AWS Amplify provides a back-end service for your front-end or mobile app. It also offers build-in UI components and functions to integrate with their AWS services.
It integrates well with JavaScript and offers a GraphQL endpoint.
Additionally, AWS Amplify ships with an Authentication API.
How can you allow users to read all data (see everything), but restrict their ability to modify data?
For example, my GraphQL schema has a Product
type:
type Product @model @auth(rules: [{ allow: owner, identityField: "sub" }]) {
id: ID!
description: String!
market: Market @connection(name: "MarketProducts")
file: S3Object!
price: Float!
shipped: Boolean!
owner: String
createdAt: String
}
As you can see, the @auth
directive defines that only the owner of a product can create, read, modify or delete a product.

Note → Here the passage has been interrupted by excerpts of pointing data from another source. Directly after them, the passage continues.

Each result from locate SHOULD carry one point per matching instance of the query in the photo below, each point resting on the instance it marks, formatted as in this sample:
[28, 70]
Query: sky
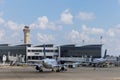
[79, 22]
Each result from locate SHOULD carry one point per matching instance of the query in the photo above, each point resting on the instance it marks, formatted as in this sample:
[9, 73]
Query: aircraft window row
[42, 50]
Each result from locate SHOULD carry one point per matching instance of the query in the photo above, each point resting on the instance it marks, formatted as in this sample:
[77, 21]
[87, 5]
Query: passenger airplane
[49, 64]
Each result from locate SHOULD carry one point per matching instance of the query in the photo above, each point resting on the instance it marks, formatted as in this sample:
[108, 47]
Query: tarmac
[80, 73]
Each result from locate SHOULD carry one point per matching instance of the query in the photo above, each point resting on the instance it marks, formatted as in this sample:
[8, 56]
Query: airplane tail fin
[105, 54]
[44, 51]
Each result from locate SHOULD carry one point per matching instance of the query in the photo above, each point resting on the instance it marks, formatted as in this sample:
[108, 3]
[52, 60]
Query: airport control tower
[26, 31]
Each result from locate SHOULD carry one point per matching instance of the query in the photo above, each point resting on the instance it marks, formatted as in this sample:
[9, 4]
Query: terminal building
[26, 52]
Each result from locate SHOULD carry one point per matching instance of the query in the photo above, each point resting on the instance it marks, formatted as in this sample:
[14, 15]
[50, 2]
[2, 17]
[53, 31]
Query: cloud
[76, 36]
[1, 21]
[14, 26]
[84, 16]
[43, 23]
[43, 38]
[85, 33]
[92, 30]
[114, 31]
[66, 17]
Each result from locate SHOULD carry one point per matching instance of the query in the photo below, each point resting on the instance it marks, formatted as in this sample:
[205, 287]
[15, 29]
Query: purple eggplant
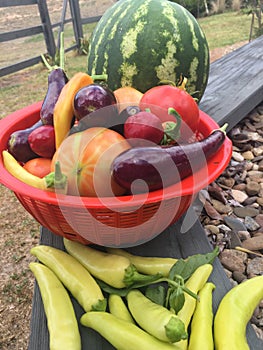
[158, 167]
[57, 79]
[18, 144]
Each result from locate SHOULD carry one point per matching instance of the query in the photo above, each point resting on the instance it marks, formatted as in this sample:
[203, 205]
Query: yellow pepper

Unfortunately, other users of the app can’t even read a product. So they won’t see it in the app.
There is an open GitHub issue that addresses this problem.
For now, a workaround exists:
Subscribing everyone to the “Everyone” group will do the trick. You can also specify that the “Admin” rule should only apply to create, update, and delete operations.
@auth(rules: [
{ allow: groups, groups: ["Admin"], operations: [create, update, delete]}
])
Having an
allow: authenticated
will become necessary when and/or rules or strict mode are introduced to@auth
.
Let’s apply this to our schema.graphql
:
type Product
@model
@auth(
rules: [
{
allow: owner
identityField: "sub"
operations: [create, update, delete]
}
]
) {
id: ID!
description: String!
market: Market @connection(name: "MarketProducts")
file: S3Object!
price: Float!
shipped: Boolean!
owner: String
createdAt: String
}
Now, everyone can see all products, but only product owners can create, update or delete products.